Hosni Moubarak condamné à une peine de prison à vie


LE CAIRE (Reuters) - L'ancien président égyptien Hosni Moubarak, renversé l'an dernier après 30 années de pouvoir, a été condamné samedi à la réclusion à perpétuité pour avoir donné l'ordre de tirer à balles réelles sur les manifestants pendant la "révolution du Nil" au début de l'année 2011.

Le 5 janvier dernier, le ministère public avait requis la peine de mort à l'encontre de l'ex-raïs.

Dès le verdict prononcé, samedi, Hosni Moubarak, qui est âgé de 84 ans, a été transféré à la prison de Tora au Caire. Victime d'un malaise à son arrivée, il a été admis dans l'aile médicalisée de la prison.

Mais ce verdict, qui sonne comme un précédent pour les régimes autoritaires de la région, n'a apparemment pas été suffisant aux yeux de milliers d'Egyptiens qui ont ensuite envahi les rues en signe de protestation.

Certains voulaient une condamnation à mort de l'ancien raïs, d'autres craignaient qu'il ne puisse faire appel pour des raisons de procédure.

Des manifestants se sont rassemblés sur la place Tahrir au Caire, lieu central du soulèvement qui a conduit à l'éviction de Moubarak le 11 février 2011. A Alexandrie, deuxième ville du Pays, certains scandaient : "assez de discussions, nous voulons une exécution !"

Ce verdict intervient à un moment difficile pour l'Egypte, deux semaines avant le second tour de l'élection présidentielle, qui verra s'affronter Mohammed Morsi, candidat des Frères musulmans, et Ahmed Chafik, le dernier Premier ministre d'Hosni Moubarak.

Habib al Adli, ancien ministre de l'Intérieur d'Hosni Moubarak, a également été condamné à la perpétuité. Mais six autres hauts responsables de la sécurité ont été acquittés, de même que les deux fils de l'ancien "raïs", Alaa et Gama, les faits de corruption qui pesaient contre eux étant considérés comme prescrits.

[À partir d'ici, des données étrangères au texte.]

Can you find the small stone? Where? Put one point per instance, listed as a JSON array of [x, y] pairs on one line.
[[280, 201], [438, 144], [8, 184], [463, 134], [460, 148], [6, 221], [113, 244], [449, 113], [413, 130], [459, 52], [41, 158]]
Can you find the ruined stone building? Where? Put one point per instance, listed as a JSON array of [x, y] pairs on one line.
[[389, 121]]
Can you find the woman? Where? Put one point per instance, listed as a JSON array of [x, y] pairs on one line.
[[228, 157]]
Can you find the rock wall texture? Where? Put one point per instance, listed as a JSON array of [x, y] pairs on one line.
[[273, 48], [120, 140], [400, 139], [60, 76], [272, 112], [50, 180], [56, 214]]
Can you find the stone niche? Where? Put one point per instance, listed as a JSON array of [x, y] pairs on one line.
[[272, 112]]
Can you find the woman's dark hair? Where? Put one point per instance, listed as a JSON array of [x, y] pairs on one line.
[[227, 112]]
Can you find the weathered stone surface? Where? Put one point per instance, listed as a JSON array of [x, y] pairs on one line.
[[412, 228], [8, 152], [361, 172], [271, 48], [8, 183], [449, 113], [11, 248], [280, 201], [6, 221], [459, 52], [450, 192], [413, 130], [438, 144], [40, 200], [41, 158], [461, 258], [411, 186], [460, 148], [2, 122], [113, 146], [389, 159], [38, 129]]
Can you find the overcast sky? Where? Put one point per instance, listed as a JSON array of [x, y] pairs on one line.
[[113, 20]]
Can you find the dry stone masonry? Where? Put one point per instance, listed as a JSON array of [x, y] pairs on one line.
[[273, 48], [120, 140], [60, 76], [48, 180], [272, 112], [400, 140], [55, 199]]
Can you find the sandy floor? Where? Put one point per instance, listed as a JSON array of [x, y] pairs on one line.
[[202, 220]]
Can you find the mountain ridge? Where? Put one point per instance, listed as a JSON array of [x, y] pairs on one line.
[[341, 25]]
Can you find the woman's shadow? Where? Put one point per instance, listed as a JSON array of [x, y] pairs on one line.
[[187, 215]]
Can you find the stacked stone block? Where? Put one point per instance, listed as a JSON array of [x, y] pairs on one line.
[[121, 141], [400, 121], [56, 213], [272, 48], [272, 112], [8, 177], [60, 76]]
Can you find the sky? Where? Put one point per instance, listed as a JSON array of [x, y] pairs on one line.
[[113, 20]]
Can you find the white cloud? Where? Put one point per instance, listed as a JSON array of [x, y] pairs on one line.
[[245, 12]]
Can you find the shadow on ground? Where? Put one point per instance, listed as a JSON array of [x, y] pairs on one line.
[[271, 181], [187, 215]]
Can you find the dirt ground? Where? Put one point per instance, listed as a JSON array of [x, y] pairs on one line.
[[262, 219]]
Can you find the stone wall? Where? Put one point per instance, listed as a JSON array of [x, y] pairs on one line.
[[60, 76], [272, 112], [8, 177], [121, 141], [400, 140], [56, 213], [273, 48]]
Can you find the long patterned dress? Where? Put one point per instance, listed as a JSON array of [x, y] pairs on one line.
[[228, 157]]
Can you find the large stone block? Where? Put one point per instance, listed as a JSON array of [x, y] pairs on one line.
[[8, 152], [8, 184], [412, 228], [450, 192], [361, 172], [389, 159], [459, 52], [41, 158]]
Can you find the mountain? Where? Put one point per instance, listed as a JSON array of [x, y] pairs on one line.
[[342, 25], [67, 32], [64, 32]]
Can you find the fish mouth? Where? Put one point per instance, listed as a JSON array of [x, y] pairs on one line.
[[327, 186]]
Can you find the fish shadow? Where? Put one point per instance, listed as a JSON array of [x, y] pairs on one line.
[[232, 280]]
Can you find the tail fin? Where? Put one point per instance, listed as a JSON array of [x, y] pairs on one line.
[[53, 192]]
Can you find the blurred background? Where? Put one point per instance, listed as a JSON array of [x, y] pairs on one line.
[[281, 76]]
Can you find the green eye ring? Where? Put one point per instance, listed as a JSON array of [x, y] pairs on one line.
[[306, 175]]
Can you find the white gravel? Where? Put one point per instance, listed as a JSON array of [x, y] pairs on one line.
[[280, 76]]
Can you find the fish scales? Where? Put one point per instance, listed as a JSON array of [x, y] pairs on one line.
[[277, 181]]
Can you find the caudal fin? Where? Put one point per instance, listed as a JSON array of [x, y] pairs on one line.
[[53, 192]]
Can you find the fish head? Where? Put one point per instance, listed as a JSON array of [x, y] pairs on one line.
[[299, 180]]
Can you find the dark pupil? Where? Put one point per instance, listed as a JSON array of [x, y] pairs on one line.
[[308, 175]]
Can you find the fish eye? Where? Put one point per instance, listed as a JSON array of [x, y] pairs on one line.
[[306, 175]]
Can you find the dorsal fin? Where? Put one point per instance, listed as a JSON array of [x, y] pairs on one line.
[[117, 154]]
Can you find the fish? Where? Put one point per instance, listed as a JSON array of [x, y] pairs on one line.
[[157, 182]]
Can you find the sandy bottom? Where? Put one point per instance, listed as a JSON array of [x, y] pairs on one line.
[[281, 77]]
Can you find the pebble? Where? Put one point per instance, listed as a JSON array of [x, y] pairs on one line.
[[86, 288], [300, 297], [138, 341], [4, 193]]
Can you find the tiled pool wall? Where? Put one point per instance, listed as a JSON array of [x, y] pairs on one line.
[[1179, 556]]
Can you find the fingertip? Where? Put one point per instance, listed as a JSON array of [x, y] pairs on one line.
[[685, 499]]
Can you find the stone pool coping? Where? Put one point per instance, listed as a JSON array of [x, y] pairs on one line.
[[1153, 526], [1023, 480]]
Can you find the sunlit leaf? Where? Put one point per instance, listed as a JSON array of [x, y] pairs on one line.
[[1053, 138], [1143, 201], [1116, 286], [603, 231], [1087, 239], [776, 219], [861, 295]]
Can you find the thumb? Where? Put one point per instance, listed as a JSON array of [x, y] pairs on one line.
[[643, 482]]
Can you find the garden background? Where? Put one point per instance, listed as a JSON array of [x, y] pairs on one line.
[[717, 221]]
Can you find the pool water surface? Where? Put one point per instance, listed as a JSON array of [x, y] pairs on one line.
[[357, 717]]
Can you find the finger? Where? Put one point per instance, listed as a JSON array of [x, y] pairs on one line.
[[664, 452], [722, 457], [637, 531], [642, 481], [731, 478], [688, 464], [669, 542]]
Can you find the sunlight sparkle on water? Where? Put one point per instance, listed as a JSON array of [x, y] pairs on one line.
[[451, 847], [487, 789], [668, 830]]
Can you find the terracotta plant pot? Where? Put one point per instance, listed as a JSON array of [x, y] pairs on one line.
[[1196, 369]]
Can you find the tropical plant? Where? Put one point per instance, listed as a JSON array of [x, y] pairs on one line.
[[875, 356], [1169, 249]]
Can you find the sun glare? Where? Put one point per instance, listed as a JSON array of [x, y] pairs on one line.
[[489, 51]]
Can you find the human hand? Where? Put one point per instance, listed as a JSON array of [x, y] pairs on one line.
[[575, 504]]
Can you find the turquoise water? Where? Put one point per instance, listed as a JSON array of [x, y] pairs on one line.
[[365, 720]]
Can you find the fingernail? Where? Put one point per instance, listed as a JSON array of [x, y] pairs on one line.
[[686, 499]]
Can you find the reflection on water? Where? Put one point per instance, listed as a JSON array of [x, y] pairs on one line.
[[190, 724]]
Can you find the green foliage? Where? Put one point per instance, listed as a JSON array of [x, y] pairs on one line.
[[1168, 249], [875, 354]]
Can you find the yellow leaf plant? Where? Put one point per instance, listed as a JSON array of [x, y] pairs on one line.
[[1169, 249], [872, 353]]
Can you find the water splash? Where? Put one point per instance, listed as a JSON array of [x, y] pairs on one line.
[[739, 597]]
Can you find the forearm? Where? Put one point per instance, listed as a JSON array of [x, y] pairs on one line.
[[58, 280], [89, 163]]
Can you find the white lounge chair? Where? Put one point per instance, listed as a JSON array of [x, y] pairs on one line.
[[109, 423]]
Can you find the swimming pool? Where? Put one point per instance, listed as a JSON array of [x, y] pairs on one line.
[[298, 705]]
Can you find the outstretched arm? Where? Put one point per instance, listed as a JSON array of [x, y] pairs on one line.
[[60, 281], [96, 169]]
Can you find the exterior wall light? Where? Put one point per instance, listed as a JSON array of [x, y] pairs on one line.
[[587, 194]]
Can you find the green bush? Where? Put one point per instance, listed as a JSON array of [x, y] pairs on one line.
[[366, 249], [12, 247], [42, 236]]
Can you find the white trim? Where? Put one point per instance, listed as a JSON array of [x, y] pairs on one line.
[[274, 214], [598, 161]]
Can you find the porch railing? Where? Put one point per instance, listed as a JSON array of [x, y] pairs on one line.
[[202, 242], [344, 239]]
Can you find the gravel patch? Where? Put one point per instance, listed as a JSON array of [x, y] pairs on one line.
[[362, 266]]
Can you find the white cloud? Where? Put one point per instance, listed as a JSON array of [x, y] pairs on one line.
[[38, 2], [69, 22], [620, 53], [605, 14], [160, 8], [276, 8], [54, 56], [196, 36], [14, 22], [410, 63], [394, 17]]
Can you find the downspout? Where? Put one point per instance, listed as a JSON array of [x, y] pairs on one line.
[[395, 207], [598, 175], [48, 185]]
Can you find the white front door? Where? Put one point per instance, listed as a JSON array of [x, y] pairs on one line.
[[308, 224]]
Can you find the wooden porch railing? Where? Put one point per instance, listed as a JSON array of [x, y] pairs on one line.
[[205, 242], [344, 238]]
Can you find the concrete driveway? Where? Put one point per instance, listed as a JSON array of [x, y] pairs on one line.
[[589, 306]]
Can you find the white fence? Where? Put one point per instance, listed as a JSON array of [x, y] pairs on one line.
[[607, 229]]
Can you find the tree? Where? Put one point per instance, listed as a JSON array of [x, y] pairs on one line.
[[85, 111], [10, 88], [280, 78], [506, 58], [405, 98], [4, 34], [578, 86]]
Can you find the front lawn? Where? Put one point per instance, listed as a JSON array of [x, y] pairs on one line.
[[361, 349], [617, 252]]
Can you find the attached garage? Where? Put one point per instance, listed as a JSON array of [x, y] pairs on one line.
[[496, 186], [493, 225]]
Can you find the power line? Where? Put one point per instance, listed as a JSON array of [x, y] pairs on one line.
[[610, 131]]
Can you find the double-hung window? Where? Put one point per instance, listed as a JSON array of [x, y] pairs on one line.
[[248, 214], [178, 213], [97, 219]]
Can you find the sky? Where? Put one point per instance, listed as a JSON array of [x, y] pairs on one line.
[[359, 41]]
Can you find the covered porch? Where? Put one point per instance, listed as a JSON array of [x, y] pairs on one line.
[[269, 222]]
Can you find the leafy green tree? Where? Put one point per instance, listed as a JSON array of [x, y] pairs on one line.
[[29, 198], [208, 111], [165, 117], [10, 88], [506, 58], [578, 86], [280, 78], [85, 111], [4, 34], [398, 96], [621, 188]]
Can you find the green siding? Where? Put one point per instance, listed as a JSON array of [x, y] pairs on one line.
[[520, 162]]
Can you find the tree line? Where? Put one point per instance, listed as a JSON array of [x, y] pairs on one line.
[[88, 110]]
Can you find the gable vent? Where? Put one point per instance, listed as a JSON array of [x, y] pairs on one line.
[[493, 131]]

Des échauffourées ont éclaté au tribunal du Caire après l'énoncé du verdict. L'ancien chef d'Etat égyptien était présent sur une civière au tribunal et portait des lunettes de soleil. Il a écouté le verdict en restant de marbre. Il a été acquitté des chefs de corruption.

"Le peuple veut que le pouvoir judiciaire soit nettoyé", ont scandé des gens à l'intérieur de l'enceinte de l'école de police dans la périphérie du Caire, où était prononcé le jugement.

FEU VERT À DE FUTURS ABUS

A l'extérieur du bâtiment, des opposants à l'ancien raïs criaient : "Dieu est grand". Soha Said, femme d'une victime de la "Révolution du Nil" en janvier 2011, criait : "je suis si heureuse, je suis si heureuse".

Plutôt que l'apaisement que recherchaient de nombreux Egyptiens, beaucoup voient en ce procès et l'acquittement de haut responsables de la sécurité, la preuve que l'ordre ancien est encore en place pour une grande part.

Pour les Frères musulmans, l'ancien président doit être rejugé.

"Le ministère public ne s'est pas totalement acquitté de son devoir dans la collecte des preuves adéquates pour condamner l'accusé pour avoir tué des manifestants", a déclaré Yasser Ali, porte-parole officiel de Mohamed Morsi.

Celui-ci a promis que s'il était élu, il ferait en sorte que son prédécesseur reste en prison. "Il n'est pas possible de libérer Moubarak", a-t-il déclaré à Reuters jeudi.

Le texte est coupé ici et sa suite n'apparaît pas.